Let's consider three gears: \$G_1\$, \$G_2\$ and \$G_3\$.
Now each gear has a given radius \$r_1\$, \$r_2\$ and \$r_3\$.
The problem is to find the angular velocity for each gear (denoted \$\omega_1\$, \$\omega_2\$ and \$\omega_3\$). From a physics course we know that the tangent velocity v is proportional to the radius: \$v_1 = \omega_1 r_1\$.
Now, if a given gear, say \$G_1\$, is connected to a second gear \$G_2\$, then the tangent velocities match: \$v_1=v_2=v\$, where \$v\$ is the overall velocity of the system, a global parameter for a system of connected gears.
Now it follows that \$\omega_1r_1 = v\$ so \$\omega_1 = \frac{v}{r_1}\$ for each gear. That way you can find out the angular velocity of all gears in a system.
The next step is finding the rotation direction. For this, simply choose a gear (say G_1), fix the rotation direction (say to \$+\omega_1\$), look which gears are connected to it. If \$G_2\$ is connected to it, its angular velocity is \$-\omega_2\$.

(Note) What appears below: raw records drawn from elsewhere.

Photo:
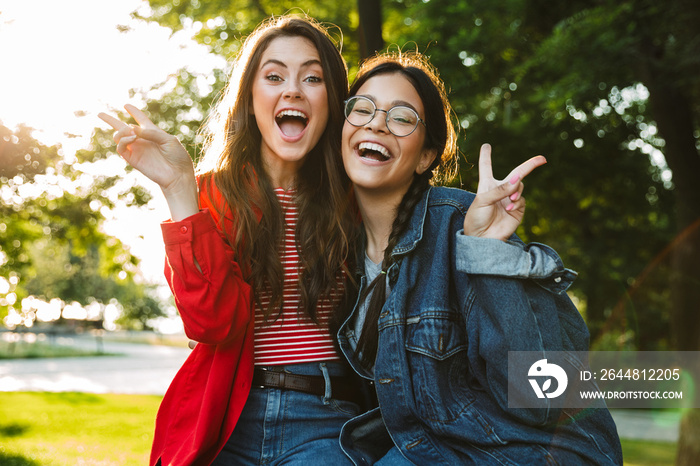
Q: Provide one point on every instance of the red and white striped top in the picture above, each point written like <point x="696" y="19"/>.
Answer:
<point x="293" y="337"/>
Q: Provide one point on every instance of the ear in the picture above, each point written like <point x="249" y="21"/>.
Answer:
<point x="426" y="159"/>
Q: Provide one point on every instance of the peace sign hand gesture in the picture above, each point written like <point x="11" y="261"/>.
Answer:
<point x="499" y="206"/>
<point x="160" y="157"/>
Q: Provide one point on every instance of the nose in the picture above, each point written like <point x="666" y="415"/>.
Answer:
<point x="293" y="90"/>
<point x="378" y="122"/>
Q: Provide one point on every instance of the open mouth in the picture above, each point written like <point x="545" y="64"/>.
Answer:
<point x="373" y="151"/>
<point x="291" y="122"/>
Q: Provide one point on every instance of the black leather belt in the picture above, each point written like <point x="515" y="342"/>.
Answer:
<point x="342" y="388"/>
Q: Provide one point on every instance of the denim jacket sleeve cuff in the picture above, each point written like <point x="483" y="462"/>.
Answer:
<point x="536" y="261"/>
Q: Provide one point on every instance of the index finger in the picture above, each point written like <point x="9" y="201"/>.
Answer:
<point x="526" y="167"/>
<point x="485" y="170"/>
<point x="140" y="117"/>
<point x="111" y="121"/>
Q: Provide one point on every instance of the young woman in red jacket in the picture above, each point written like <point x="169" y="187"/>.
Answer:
<point x="255" y="250"/>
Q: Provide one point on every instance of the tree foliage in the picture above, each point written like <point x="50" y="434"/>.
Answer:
<point x="52" y="245"/>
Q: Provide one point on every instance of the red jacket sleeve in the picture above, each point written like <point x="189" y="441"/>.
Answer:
<point x="214" y="300"/>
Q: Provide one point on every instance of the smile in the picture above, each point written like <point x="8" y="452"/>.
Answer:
<point x="373" y="151"/>
<point x="292" y="123"/>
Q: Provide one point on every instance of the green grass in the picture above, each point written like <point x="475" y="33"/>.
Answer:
<point x="24" y="350"/>
<point x="67" y="429"/>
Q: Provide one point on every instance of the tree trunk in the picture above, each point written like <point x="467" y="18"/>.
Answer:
<point x="371" y="41"/>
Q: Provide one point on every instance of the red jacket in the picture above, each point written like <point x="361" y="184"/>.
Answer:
<point x="206" y="397"/>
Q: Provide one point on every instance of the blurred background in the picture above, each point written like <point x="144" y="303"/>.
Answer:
<point x="607" y="90"/>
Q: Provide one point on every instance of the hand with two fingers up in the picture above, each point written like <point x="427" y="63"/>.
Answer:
<point x="499" y="205"/>
<point x="160" y="157"/>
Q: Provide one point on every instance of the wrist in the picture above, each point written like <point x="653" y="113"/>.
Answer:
<point x="182" y="199"/>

There is still the problem of the clinch situation:
For small-scale problems I would advise to simply do this gear-wise for all gears: Then, if for any gear you want to set a different direction than already set - set all angular velocity values (or the system velocity) to 0 - the system is "jammed"!

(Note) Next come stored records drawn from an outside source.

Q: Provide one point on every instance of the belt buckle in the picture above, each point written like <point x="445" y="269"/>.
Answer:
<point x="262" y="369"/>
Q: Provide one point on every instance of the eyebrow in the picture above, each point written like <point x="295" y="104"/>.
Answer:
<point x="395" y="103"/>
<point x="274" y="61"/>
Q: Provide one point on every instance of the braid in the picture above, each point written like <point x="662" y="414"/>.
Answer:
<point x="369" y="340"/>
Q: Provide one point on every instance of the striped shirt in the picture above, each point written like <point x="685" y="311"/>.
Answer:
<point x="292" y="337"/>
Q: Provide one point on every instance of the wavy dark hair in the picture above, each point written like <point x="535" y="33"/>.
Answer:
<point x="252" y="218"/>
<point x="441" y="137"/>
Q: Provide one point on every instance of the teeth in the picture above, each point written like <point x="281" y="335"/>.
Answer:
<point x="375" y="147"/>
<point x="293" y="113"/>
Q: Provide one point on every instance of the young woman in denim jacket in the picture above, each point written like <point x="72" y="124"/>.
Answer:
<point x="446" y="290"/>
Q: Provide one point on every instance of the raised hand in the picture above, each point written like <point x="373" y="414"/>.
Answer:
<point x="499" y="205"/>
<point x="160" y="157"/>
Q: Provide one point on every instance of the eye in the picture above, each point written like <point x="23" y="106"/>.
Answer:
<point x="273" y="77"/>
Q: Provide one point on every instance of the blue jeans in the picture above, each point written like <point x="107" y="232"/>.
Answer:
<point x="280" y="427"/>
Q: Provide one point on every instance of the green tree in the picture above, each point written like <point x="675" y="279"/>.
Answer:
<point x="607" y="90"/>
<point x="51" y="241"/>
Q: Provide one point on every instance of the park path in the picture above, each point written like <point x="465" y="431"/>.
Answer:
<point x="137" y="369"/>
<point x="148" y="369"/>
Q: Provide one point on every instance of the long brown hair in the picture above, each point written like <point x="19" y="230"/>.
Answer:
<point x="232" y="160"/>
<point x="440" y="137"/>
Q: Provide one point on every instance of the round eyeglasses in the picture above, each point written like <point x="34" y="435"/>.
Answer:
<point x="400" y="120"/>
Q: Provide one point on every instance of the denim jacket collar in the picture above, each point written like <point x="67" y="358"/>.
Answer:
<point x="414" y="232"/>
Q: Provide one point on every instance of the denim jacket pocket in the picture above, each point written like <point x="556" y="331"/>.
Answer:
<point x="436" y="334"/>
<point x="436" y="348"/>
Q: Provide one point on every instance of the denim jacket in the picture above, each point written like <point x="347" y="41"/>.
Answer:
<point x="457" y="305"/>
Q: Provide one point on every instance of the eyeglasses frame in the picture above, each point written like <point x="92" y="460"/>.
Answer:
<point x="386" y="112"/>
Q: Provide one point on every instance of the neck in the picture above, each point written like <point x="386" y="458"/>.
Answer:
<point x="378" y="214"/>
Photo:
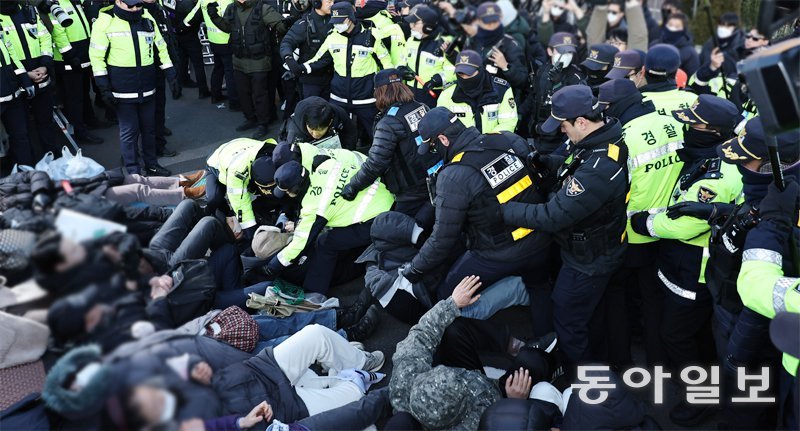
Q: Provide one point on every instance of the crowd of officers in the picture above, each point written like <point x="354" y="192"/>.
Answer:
<point x="625" y="213"/>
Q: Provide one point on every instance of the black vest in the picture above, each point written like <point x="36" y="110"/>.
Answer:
<point x="251" y="38"/>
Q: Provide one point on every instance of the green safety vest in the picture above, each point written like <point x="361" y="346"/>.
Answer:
<point x="234" y="160"/>
<point x="653" y="165"/>
<point x="323" y="199"/>
<point x="495" y="118"/>
<point x="668" y="101"/>
<point x="721" y="183"/>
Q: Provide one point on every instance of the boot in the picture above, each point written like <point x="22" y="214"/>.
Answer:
<point x="366" y="326"/>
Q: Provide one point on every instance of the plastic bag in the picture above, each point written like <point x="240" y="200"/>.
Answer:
<point x="82" y="167"/>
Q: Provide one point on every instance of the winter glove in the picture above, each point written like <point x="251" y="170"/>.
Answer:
<point x="296" y="68"/>
<point x="349" y="193"/>
<point x="406" y="73"/>
<point x="434" y="83"/>
<point x="781" y="206"/>
<point x="698" y="210"/>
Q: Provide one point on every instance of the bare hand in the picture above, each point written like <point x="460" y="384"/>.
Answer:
<point x="519" y="384"/>
<point x="717" y="58"/>
<point x="463" y="293"/>
<point x="261" y="412"/>
<point x="202" y="372"/>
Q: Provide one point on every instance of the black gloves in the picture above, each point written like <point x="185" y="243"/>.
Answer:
<point x="781" y="206"/>
<point x="296" y="68"/>
<point x="406" y="73"/>
<point x="412" y="274"/>
<point x="434" y="83"/>
<point x="699" y="210"/>
<point x="349" y="192"/>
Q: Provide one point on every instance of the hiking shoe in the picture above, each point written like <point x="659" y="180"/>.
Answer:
<point x="365" y="327"/>
<point x="374" y="361"/>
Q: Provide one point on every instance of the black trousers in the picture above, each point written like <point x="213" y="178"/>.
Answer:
<point x="191" y="51"/>
<point x="254" y="91"/>
<point x="14" y="115"/>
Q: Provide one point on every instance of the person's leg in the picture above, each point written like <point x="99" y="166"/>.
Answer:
<point x="147" y="122"/>
<point x="316" y="343"/>
<point x="328" y="246"/>
<point x="128" y="116"/>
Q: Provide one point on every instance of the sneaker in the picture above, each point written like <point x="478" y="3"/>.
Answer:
<point x="157" y="171"/>
<point x="87" y="138"/>
<point x="349" y="316"/>
<point x="374" y="361"/>
<point x="366" y="326"/>
<point x="261" y="134"/>
<point x="246" y="125"/>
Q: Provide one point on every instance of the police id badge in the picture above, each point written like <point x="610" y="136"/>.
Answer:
<point x="501" y="169"/>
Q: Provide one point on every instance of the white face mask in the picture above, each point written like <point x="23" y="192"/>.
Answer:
<point x="724" y="32"/>
<point x="563" y="59"/>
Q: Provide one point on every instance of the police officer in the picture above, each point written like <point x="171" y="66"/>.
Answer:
<point x="24" y="32"/>
<point x="315" y="119"/>
<point x="13" y="110"/>
<point x="357" y="55"/>
<point x="551" y="77"/>
<point x="660" y="66"/>
<point x="586" y="215"/>
<point x="423" y="66"/>
<point x="71" y="55"/>
<point x="393" y="155"/>
<point x="597" y="64"/>
<point x="475" y="169"/>
<point x="478" y="98"/>
<point x="236" y="172"/>
<point x="125" y="73"/>
<point x="305" y="37"/>
<point x="223" y="53"/>
<point x="653" y="165"/>
<point x="161" y="16"/>
<point x="332" y="224"/>
<point x="683" y="248"/>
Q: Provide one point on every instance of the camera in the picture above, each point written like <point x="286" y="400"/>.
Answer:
<point x="63" y="18"/>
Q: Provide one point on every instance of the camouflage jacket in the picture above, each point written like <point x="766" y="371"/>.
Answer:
<point x="414" y="356"/>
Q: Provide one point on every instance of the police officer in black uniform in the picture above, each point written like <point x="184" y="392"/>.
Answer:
<point x="561" y="71"/>
<point x="473" y="169"/>
<point x="586" y="214"/>
<point x="306" y="36"/>
<point x="393" y="155"/>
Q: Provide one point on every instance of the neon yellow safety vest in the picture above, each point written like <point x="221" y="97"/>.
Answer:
<point x="323" y="200"/>
<point x="653" y="165"/>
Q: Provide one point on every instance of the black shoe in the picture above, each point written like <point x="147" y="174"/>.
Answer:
<point x="87" y="138"/>
<point x="348" y="316"/>
<point x="366" y="326"/>
<point x="157" y="171"/>
<point x="262" y="133"/>
<point x="166" y="152"/>
<point x="689" y="415"/>
<point x="246" y="125"/>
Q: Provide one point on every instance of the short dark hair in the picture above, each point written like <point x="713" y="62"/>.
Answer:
<point x="47" y="253"/>
<point x="318" y="116"/>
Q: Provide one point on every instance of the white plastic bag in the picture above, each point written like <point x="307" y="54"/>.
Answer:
<point x="82" y="167"/>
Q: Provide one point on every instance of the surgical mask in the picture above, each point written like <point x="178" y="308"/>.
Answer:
<point x="724" y="32"/>
<point x="170" y="405"/>
<point x="563" y="59"/>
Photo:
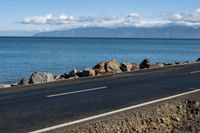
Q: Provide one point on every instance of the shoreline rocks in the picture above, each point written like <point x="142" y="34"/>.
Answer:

You simply do this for each set of connected gears.
Its not a very sophisticated method to do this but I think it should work. :-)
One more comment: you can easily save the gear structure in the so-called "adjacency matrix". It is a matrix that is 1, if gear i is connected to gear j and 0 otherwise. As an example, take the 3x3 matrix consisting of only ones - where each of three gears is connected to the other - it represents a jammed system!
In your scripts, use the adjacency matrix to write the script that determines the rotation directions!